La República Democrática del Congo enfrenta una de las mayores emergencias sanitarias de los últimos años debido a un brote de ébola que continúa avanzando rápidamente y que ya se extendió a una sexta provincia del país.
Las autoridades sanitarias confirmaron un caso mortal en «Bas-Uele», una provincia que hasta ahora no había sido afectada por el actual brote. El fallecido era un conductor de motocicleta que había viajado desde la provincia de «Haut-Uele» hasta la ciudad de Buta, donde posteriormente murió. El caso encendió las alarmas debido a la posibilidad de que haya tenido contacto con otras personas durante sus desplazamientos.
La expansión ocurre mientras el brote registra miles de contagios y muertes en distintas regiones de la República Democrática del Congo. Hasta el 10 de agosto se contabilizaban 4,449 casos confirmados y 2,061 fallecimientos en cinco provincias afectadas; los nuevos reportes elevan aún más la preocupación de las autoridades por la velocidad de propagación.
La situación es especialmente complicada debido a que algunas zonas afectadas presentan dificultades de acceso, conflictos armados, desplazamientos de población y problemas de infraestructura sanitaria.
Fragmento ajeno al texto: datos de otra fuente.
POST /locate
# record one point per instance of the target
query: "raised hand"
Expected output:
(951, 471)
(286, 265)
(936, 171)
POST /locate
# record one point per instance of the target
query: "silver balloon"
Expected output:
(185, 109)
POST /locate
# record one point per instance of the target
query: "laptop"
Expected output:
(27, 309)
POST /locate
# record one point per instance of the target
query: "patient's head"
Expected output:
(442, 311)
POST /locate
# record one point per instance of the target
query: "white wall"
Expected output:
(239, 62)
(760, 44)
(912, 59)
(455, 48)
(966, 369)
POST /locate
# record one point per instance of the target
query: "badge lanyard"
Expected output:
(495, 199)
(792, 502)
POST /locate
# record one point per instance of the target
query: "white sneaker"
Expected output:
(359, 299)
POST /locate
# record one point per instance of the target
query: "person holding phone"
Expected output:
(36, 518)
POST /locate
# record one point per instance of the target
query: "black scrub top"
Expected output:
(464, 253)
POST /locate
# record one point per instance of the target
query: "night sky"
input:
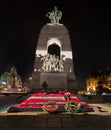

Estas condiciones dificultan la identificación de personas que tuvieron contacto con pacientes infectados y complican las labores de aislamiento y seguimiento.
Además, organismos internacionales han señalado que una parte importante de los nuevos casos se está produciendo fuera de las cadenas de transmisión que ya habían sido identificadas, lo que representa uno de los principales desafíos para frenar la epidemia.